“Whoa, what a catch!” I jumped up and screamed, as Steelers receiver Diontae Johnson seemingly came out of nowhere to make a one-handed snag of a Kenny Pickett sideline pass near the goal line early in Sunday’s game vs. the Bills at Highmark Stadium.
How did Johnson manage to catch this pass and secure it while also getting both feet in bounds?
Answer: He didn't, as the play was quickly ruled incomplete following a brief confab by the on-field officials. While Johnson managed to do most things well during this play, the one thing he failed to do was get his right foot all the way in bounds. It was almost all the way in bounds, but he missed it by “that” much.
If that play looked familiar, it was because Johnson’s left toe failed him in much the same way a week earlier when he did almost everything right while making a splendid catch on a perfectly thrown ball by quarterback Mitch Trubisky in the second quarter of the Steelers game against the Jets at Acrisure Stadium. Johnson showed great concentration while making an over-the-shoulder grab in the back of the end zone, but he just couldn’t drag that darn left toe in bounds.
Both plays would have been tough ones to make, for sure, but that’s why you decide to pay a receiver $18 million.
One wonders how the rest of the Jets game may have unfolded had Johnson managed to come through at that moment. The Steelers trailed by 10 points at that time, and a touchdown there could have changed everything.
Instead, Trubisky, who threw an interception early in the Jets game after a quick pass over the middle deflected off of Johnson’s hands, was replaced by rookie Kenny Pickett in the second half and may never start at quarterback for the Steelers again. Yes, Trubisky’s pass was tipped by a New York defender before making it to Johnson—as the fourth-year receiver was quick to point out after the play was over—but it was still a pass that he could have caught.

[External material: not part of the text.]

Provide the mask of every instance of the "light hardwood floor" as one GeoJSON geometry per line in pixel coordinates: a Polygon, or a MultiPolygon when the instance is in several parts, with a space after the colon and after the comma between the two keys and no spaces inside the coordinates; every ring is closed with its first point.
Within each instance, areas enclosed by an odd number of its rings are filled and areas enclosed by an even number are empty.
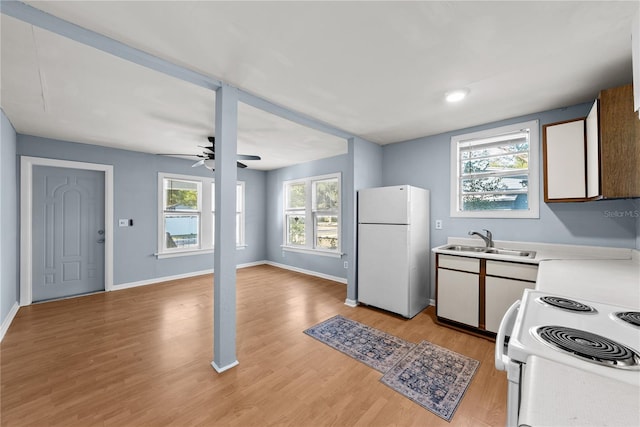
{"type": "Polygon", "coordinates": [[[493,343],[434,322],[344,305],[343,284],[238,270],[237,356],[213,355],[212,276],[20,308],[0,347],[3,426],[501,426],[506,376],[493,343]],[[341,314],[480,361],[451,423],[381,374],[305,335],[341,314]]]}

Speaking of Pickett, late in the first half of Sunday’s game, with the Steelers trailing by a touchdown, the rookie quarterback rolled to his right on third and six before committing the cardinal sin of throwing across his body toward the middle of the field. “No!” I would have been thinking had I been a head coach at that moment. Instead, I could clearly see that Pickett, much like Ben Roethlisberger before him, had a bit of an “it” quality about him, which was why I wasn’t shocked to see a wide-open Johnson standing there ready to jump up and pull in a first-down pass.

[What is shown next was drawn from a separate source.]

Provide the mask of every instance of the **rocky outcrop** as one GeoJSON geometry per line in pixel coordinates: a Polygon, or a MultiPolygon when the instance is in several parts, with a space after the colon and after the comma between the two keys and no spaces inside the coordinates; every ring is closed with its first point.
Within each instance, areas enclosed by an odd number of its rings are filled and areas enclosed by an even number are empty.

“Come on, Johnson!” I screamed, as Pickett’s pass went through the receiver’s hands and found the turf before a Bills’ defender could corral it.
Was Pickett’s pass a bit high? Yes, but it was also catchable.
Later in Sunday’s game, with the Steelers helplessly down by a score of 31-3, Pickett appeared to keep a potential scoring drive alive by finding Johnson on a quick little pass on fourth and six. Unfortunately, a Bills’ defender reached in and poked the ball away from Johnson just as he was about to head to the sideline to secure the first down.
Was it technically a drop? No. Was it a great play by the Bills' defender? Sort of. But, to reiterate, if you’re Johnson, don’t you have to start winning some of these battles? Don’t you have to start coming through for your team and your quarterback(s)?
What has Johnson, who has 28 receptions for 267 yards through five games, been but a stats collector up to this point in his career? Johnson pulled in 107 passes for 1,161 yards in 2021, but did you truly notice his impact?
Has Johnson ever been an impact player during his Steelers’ career?
He’s been a poor man’s Antonio Brown but without the clutch gene.
You can say what you want about Brown—and we all have and will continue to do so—but the guy was simply amazing at everything he did. You may have been annoyed by his self-imposed nickname, Tony Toe Tap, but he called himself that for a reason—there was nobody better at getting those darn toes in bounds.
You may have been “exhausted” by all of Brown’s antics, but you loved those moments when he would make a catch or score a touchdown right when the Steelers needed it to win a game.
Antonio Brown was an impactful receiver for the Steelers on the field who gave their fans headaches off the field.
Diontae Johnson is a quiet receiver off the field who gives Steelers fans headaches on the field.
Brown’s off-the-field issues eventually led to his dismissal from the team.
While it’s nice that Johnson is quiet off the field and mostly stays out of the news, he could also find himself out of Pittsburgh if he doesn’t soon get his on-the-field troubles worked out.